More damningly, GAO’s analysts concluded that, given the state of the Joint Strike Fighter supply chain at the time, that U.S. military’s F-35 fleets would never be able to get above a 70 percent mission-capable rate even under the best of circumstances, as outlined in the chart below. Lockheed Martin has since told Breaking Defense that it is working to mitigate the canopy supply chain and design issues.
“Newer F-35 aircraft are averaging greater than 60 percent mission capable rates, with some operational squadrons consistently at or above 70 percent,” Lockheed Martin continued in its statement to Breaking Defense. “We’re taking aggressive action across the full F-35 enterprise to achieve the 80 percent mission capable rate target as soon as possible.”
But the Pentagon’s main F-35 Joint Program Office (JPO) may already be looking at new hurdles in meeting these readiness targets as a result of Turkey getting ejected from the program, which became the formal U.S. government position on July 17, 2019. The United States and other F-35 operators have concerns that Turkish forces flying the stealthy fighters and also operating the Russian S-400 air defense system could expose sensitive details about the jets’ signatures and other capabilities.
“Turkey’s decision to purchase Russian S-400 air defense systems renders its continued involvement with the F-35 impossible,” the White House said in a statement. “The F-35 cannot coexist with a Russian intelligence collection platform that will be used to learn about its advanced capabilities.”
Unfortunately, Turkish defense contractors have been responsible for producing more than 900 components used in the construction of new F-35s. Suppliers in Turkey are the sole providers of around 400 of those items, including the jet’s wide-area cockpit display. In June 2019, the Pentagon revealed that it was already working on a “disciplined and graceful wind down” of Turkish contracts related to the Joint Strike Fighter by the end of next year. In a press briefing on July 17, 2019, Ellen Lord, the Undersecretary of Defense for Acquisitions and Sustainment, said that, as a result, companies in Turkey were set to lose approximately $9 billion in deals across the lifespan of the F-35.
While the United States has already been working on finding alternate sources for these parts, it won’t be cheap. Lord said in her briefing that it will take between $500 and 600 million to complete the process.
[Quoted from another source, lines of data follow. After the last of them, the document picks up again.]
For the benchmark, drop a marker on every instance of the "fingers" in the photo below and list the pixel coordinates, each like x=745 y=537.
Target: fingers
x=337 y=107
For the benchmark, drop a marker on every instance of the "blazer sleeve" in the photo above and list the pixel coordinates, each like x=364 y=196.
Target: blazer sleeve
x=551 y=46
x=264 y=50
The Pentagon is treating the need to find new vendors for certain parts as an added “nonrecurring engineering cost” on top of what it is already budgeting to spend on buying additional Joint Strike Fighters, she added.
It’s not clear if this includes $206 million in funds that the Pentagon has asked Congress for permission to shift into Navy budget accounts for the procurement of short takeoff and vertical landing F-35B and carrier-based F-35C variants, specifically to cover the costs of finding new suppliers. That same request, dated May 2019, but which only emerged earlier this month, also indicated that the Pentagon was planning to ask for another $155 million for the same reasons.
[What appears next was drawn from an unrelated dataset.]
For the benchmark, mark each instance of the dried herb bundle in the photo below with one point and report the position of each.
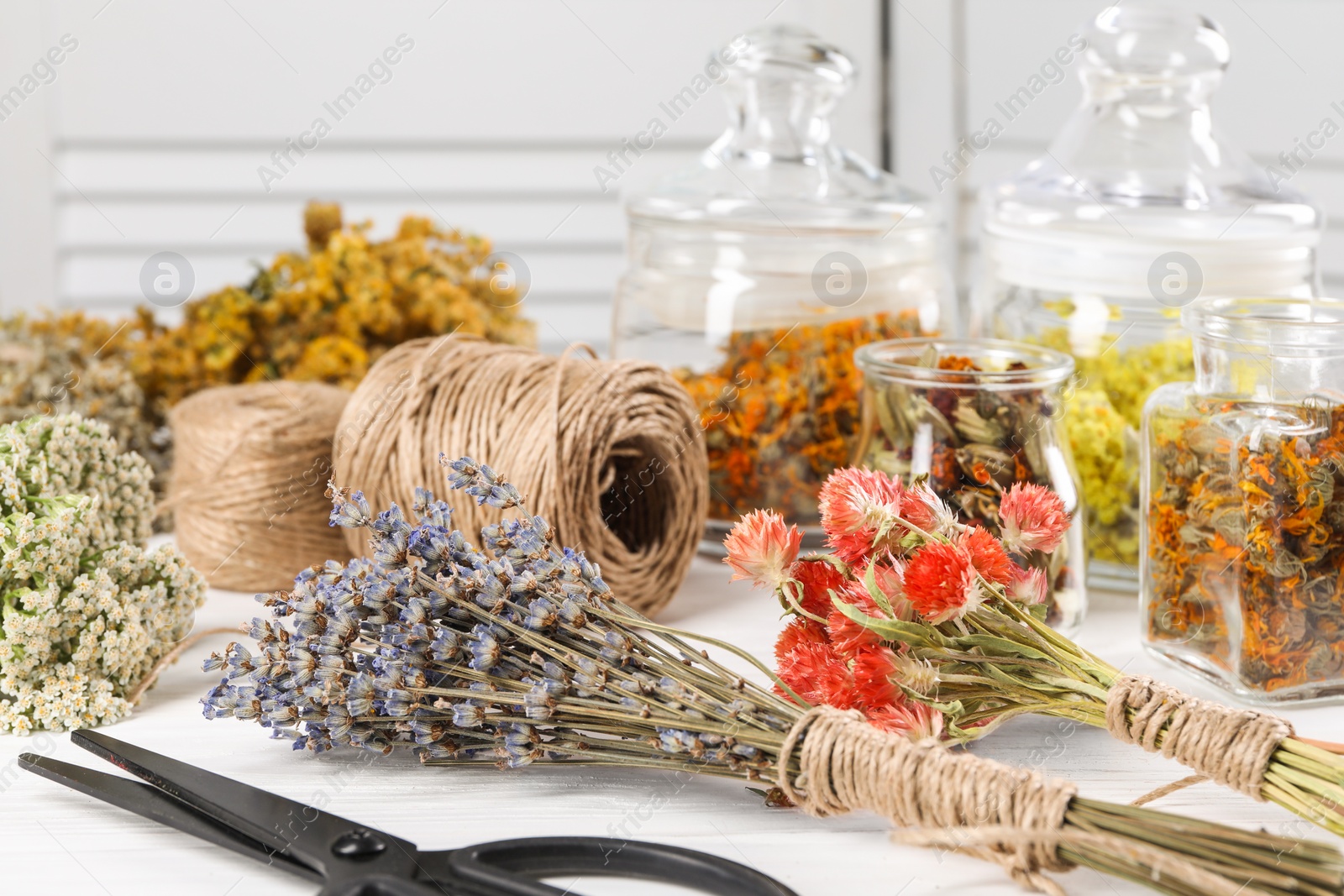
(328, 313)
(940, 614)
(517, 653)
(77, 364)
What was more notable about this request was that the money would come out of other parts of the budget set aside for the purchase of F-35 spare parts. The Pentagon argued that it had cut costs and ended up with a surplus of funds in this account.
Between what was already known about the F-35’s supply chain difficulties, together with Esper’s latest comments about spare parts being central to the Joint Strike Fighter’s continued readiness woes, it is hard to feel that Pentagon would have been well served by still using those excess funds for their intended purpose. At the same time, it’s certainly true that mitigating the loss of Turkey and Turkish defense contractors from the F-35 program is also a very pressing concern.
It remains to be seen just how much of an impact on the readiness of Air Force, Marine, and Navy F-35s this decision will have in the future.